Step-by-Step Guide To Implement Machine Learning I - KNN

Ryukkkk

2.25/5 (5 votes)

May 4, 2019

CPOL

2 min read

7595

Easy to implement machine learning

Introduction

K-nearest neighbors(KNN) is a simple machine learning algorithm, the principle of which is to calculate the distance between the test object and the training set. Then, the object in training set is selected by the distances to add to a K-NN set until the K-NN set includes a predefined number of nearest neighbors, which can be expressed as:

$y = argmax\sum_{x_{j}\in N_{k}}^{k}{I(y_{i}=c_{i})}$

where $N_{k}$ is the KNN set, $I$ is given by:

$I(x)= \begin{cases} 0,& \text{if x is true}\\ 1,& \text{else} \end{cases}$

KNN Model

KNN model consists of distance calculation, select K and classify.

Distance Calculation

Distance is used to measure the similarity between two objects in the feature space. There are many methods to calculate distance between two objects, such as Euclidean distance, Cosine distance, Edit distance, Manhattan distance, etc. The simplest method is Euclidean distance, which is calculated as:

$L_{2}(x_{i},x_{j})=\left( \sum_{l=1}^{n}{|x_{i}^{(l)}-x_{j}^{(l)}|^{2}}\right)^\frac{1}{2}$

where n is the feature dimension.

Because the different scales of feature value, the bigger value has more effect on the distance. Thus, all the features need to be normalized. Specifically, there are two normalization methods. One is min-max normalization, which is given by:

$x'=\frac{x-min(x)}{max(x)-min(x)}$

    def Normalization(self, data):
        # get the max and min value of each column
        minValue = data.min(axis=0)
        maxValue = data.max(axis=0)
        diff = maxValue - minValue
        # normalization
        mindata = np.tile(minValue, (data.shape[0], 1))
        normdata = (data - mindata)/np.tile(diff, (data.shape[0], 1))
        return normdata

The other is z-score normalization, which is given by:

$x'=\frac{x-\mu}{\sigma}$

where $\mu$ is the mean of $x$ and $\sigma$ is the standard deviation of $x$ .
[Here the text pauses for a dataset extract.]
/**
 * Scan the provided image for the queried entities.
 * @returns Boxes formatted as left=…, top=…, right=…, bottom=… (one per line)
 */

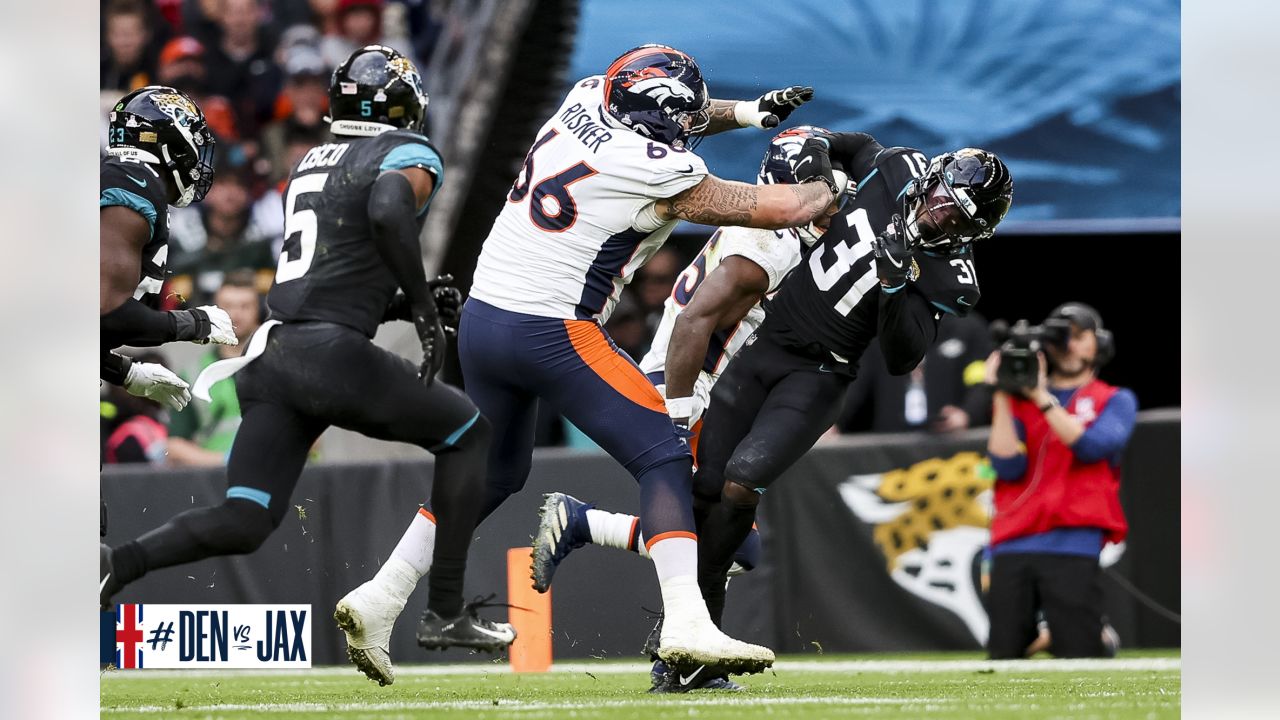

    def Standardization(self, data):
        # get the mean and the variance of each column
        meanValue = data.mean(axis=0)
        varValue = data.std(axis=0)
        standarddata = (data - np.tile(meanValue, 
                       (data.shape[0], 1)))/np.tile(varValue, (data.shape[0], 1))
        return standarddata

After normalization, the code of Euclidean distance is shown below:

train_num = train_data.shape[0]
# calculate the distances
distances = np.tile(input, (train_num, 1)) - train_data
distances = distances**2
distances = distances.sum(axis=1)
distances = distances**0.5

Select K

If we select a small K, the model is learned with a small neighbor which will lead to small "approximate error" while large "estimate error". In a word, small K will make the model complex and tend to overfit. On the contrary, if we select a large K, the model is learned with a large neighbor which will lead to large "approximate error" while small "estimate error". In a word, large K will make the model simple and tend to large computation.

Classifiy

After determine K, we can utilize vote for classification, which means the minority is subordinate to the majority, whose code is shown below:

disIndex = distances.argsort()
labelCount = {}
for i in range(k):
    label = train_label[disIndex[i]]
    labelCount[label] = labelCount.get(label, 0) + 1
prediction = sorted(labelCount.items(), key=op.itemgetter(1), reverse=True)
label = prediction[0][0]

In the above code, we first use argsorts() to get the ordered index, then count each kind of label in the first K samples, finally labelCount is sorted to get the label with the most votes, which is the prediction for the test object. The whole prediction function is shown below:

def calcuateDistance(self, input_sample, train_data, train_label, k):
        train_num = train_data.shape[0]
        # calculate the distances
        distances = np.tile(input, (train_num, 1)) - train_data
        distances = distances**2
        distances = distances.sum(axis=1)
        distances = distances**0.5

        # get the labels of the first k distances
        disIndex = distances.argsort()
        labelCount = {}
        for i in range(k):
            label = train_label[disIndex[i]]
            labelCount[label] = labelCount.get(label, 0) + 1

        prediction = sorted(labelCount.items(), key=op.itemgetter(1), reverse=True)
        label = prediction[0][0]
        return label

Conclusion and Analysis

KNN is implemented by linear traverse in this articles. However, there exists more effective method for KNN, like kd tree. Moreover, it is valid to apply cross-validation to get a more suitable K. Finally, let's compare our KNN with the KNN in Sklearn and the detection performance is displayed below.

Form the figure, we can learn that the KNN in this article is better than sklearn knn in terms of accuracy. The runtime is nearly the same.

The related code and dataset in this article can be found in MachineLearning.